Three Somewhat Surprising Rules to Enduring Company Success
1. Better before cheaper: When you must decide between making something better or cheaper, choose to improve rather than cut prices.
2. Revenue before cost: When you must decide between finding a way to increase revenue or reducing cost, choose to look at ways to increase revenue.
3. Change anything to follow Rules 1 and 2. Why? See 4.
How to Succeed over the Long Haul by Following These Rules
4. The twin shockers: There are no strong correlations between specific behaviors and exceptional company performance; and there is no strong connection between innovation and exceptional outcomes for the companies, thus the third rule.
5. Therefore, paradoxically, you don't need to be exceptional in order to help make your company exceptional, yet you will probably be seen as such if you help your company stick to the three rules.
6. In the rare times when you find a way to avoid the tradeoffs inherent in Rules 1. And 2. you are on the path towards greater innovation, as described by Raynor in The Innovator's Manifesto.
7. Put Rules 1 and 2 into practice: When allocating scarce resources or making other decisions among competing priorities, choose what will most enhance the non-price factors of what you sell, and which will most enable you to increase prices or to sell in greater volume.
8. The three rules facilitate organization-wide strategic alignment because they are simple, accurate and generally applicable.
9. Unlike the familiar admonition in many business books to "have a clear strategy" where there is actually no metric or other way to really know what is "clear", you can know how your prices compare to what your competition charges. And, via durability, selection, delivery time and other measures, you can measure whether you are better. Thus you know whether you are following the rules
10. The inherent power of these rules is that they help leaders recognize which of their many tough problems are most worth solving.
11. Once the key problems are identified, choose the best methods for tackling them: those that make help the business improve (get better) and increase revenue.
12. One method is design thinking, the "discovery driven planning" approach described in The Innovator's Solution.
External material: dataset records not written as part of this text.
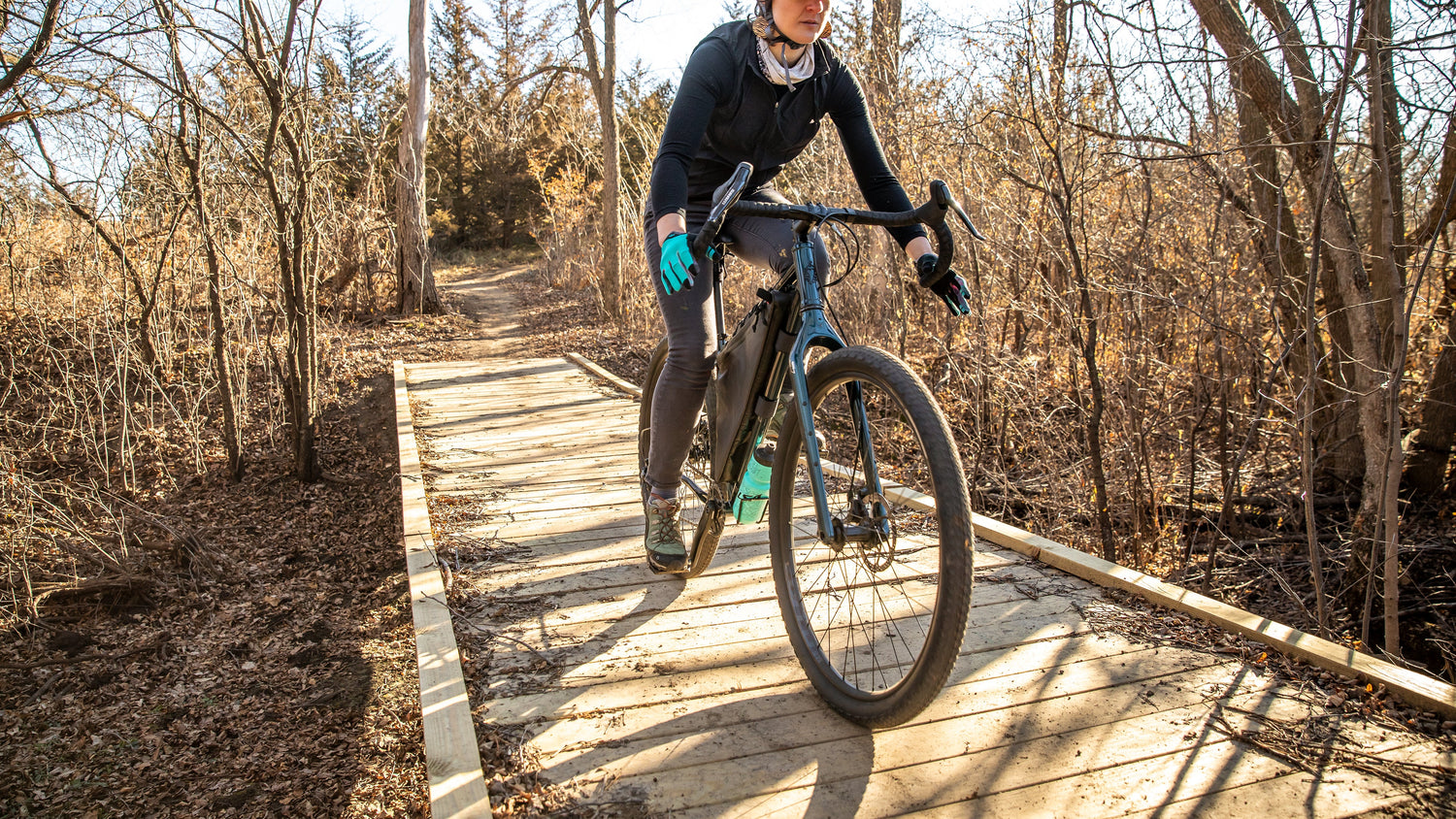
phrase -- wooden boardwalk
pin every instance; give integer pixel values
(663, 697)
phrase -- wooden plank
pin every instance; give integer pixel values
(689, 693)
(453, 755)
(1409, 685)
(602, 373)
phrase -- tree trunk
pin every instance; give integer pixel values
(602, 72)
(416, 282)
(1432, 445)
(1302, 133)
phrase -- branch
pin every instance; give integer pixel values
(43, 41)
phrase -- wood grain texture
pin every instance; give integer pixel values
(451, 754)
(643, 694)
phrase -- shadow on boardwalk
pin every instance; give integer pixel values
(684, 699)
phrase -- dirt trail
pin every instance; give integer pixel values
(488, 303)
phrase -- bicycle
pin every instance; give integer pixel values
(870, 525)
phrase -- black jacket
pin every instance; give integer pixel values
(727, 113)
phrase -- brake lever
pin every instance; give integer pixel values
(966, 220)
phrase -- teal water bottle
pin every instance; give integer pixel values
(753, 492)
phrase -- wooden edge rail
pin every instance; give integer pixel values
(1412, 687)
(457, 787)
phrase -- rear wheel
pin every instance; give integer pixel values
(876, 618)
(701, 516)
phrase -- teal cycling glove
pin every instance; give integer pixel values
(678, 267)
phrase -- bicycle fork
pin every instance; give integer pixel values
(815, 331)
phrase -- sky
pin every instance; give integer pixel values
(660, 32)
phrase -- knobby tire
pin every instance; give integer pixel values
(877, 626)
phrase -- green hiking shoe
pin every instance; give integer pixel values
(664, 541)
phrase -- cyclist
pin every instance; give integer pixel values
(754, 90)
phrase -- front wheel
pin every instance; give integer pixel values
(701, 516)
(877, 620)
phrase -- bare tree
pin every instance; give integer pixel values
(416, 282)
(602, 73)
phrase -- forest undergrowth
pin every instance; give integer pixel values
(1258, 565)
(197, 646)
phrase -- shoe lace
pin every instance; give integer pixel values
(664, 513)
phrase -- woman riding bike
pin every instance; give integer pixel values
(751, 92)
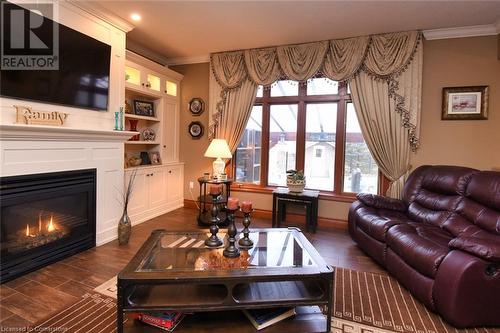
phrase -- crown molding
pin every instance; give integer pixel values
(460, 32)
(188, 60)
(146, 52)
(99, 11)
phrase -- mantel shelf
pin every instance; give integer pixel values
(18, 132)
(135, 116)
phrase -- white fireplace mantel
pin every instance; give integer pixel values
(33, 149)
(20, 132)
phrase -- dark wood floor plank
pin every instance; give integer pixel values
(53, 298)
(74, 288)
(26, 308)
(14, 323)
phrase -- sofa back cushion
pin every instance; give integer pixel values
(432, 193)
(479, 211)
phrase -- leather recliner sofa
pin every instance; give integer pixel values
(441, 241)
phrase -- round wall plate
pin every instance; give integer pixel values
(195, 129)
(196, 106)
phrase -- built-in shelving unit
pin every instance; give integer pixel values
(158, 188)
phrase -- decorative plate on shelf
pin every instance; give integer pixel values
(149, 134)
(195, 129)
(196, 106)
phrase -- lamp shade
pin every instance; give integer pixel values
(218, 148)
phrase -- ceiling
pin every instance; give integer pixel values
(178, 29)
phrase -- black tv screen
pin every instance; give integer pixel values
(82, 79)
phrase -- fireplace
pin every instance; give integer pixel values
(44, 218)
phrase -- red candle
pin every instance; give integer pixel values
(215, 189)
(246, 206)
(232, 203)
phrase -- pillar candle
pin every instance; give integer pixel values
(215, 189)
(246, 206)
(232, 203)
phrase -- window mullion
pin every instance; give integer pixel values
(264, 157)
(301, 136)
(339, 141)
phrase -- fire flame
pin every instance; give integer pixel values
(50, 227)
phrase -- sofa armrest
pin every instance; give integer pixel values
(487, 249)
(380, 202)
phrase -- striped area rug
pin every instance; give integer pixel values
(368, 302)
(363, 303)
(93, 313)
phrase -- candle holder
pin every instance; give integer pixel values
(214, 240)
(246, 241)
(231, 251)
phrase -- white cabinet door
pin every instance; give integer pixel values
(139, 201)
(175, 174)
(157, 187)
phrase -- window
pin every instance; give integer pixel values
(309, 126)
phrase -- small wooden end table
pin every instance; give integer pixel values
(308, 198)
(204, 217)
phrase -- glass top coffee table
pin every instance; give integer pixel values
(176, 271)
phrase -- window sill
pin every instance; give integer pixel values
(323, 195)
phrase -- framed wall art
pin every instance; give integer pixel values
(465, 103)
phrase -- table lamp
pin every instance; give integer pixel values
(218, 149)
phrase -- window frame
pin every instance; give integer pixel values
(302, 100)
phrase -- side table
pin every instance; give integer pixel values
(308, 198)
(205, 200)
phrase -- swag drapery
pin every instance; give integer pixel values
(384, 73)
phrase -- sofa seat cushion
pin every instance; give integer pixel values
(376, 222)
(422, 246)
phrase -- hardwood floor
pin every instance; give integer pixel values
(35, 296)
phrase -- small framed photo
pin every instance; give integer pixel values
(155, 158)
(195, 129)
(465, 103)
(144, 108)
(196, 106)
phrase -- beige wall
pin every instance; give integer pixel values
(450, 62)
(454, 63)
(194, 84)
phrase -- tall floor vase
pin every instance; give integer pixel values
(124, 229)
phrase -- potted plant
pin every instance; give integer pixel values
(295, 180)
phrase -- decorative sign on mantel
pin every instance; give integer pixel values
(26, 115)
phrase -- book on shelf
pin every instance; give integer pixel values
(262, 318)
(166, 320)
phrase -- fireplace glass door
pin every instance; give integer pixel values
(45, 218)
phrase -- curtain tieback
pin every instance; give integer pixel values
(401, 175)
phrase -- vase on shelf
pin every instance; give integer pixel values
(124, 229)
(133, 128)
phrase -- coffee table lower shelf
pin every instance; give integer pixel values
(309, 319)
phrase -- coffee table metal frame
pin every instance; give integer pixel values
(320, 275)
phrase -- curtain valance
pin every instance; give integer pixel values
(381, 56)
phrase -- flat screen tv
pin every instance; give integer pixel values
(82, 79)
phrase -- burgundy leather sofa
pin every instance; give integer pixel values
(441, 241)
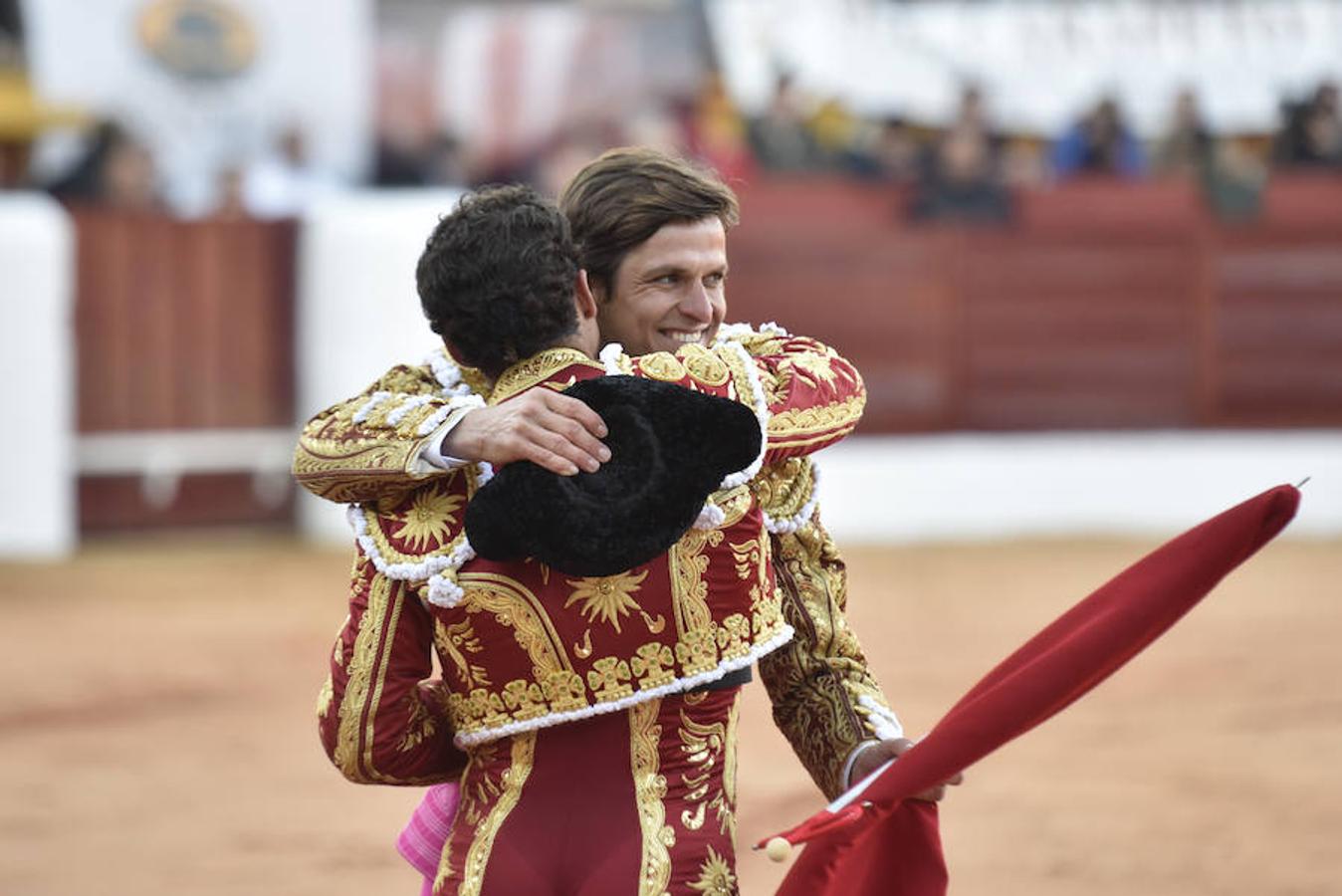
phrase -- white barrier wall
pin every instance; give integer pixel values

Following this approach firms can recognize, as Paul Schoemaker demonstrates in Brilliant Mistakes: "Which mistakes should we make in order to test our deeply held assumptions?'"
13. Unlike most business books this one does not offer specific steps, or a roadmap to success but rather a compass to point the way in which your firm should be headed over time. Any firm can use it to chart a unique course for enduring success by putting better before cheaper and revenue before cost.
14. The greatest challenge for companies? To be willing and able to change any and everything about itself in order to remain aligned with the first two rules, despite familiar, embedded ways of doing business, including those that are contributing to their current success.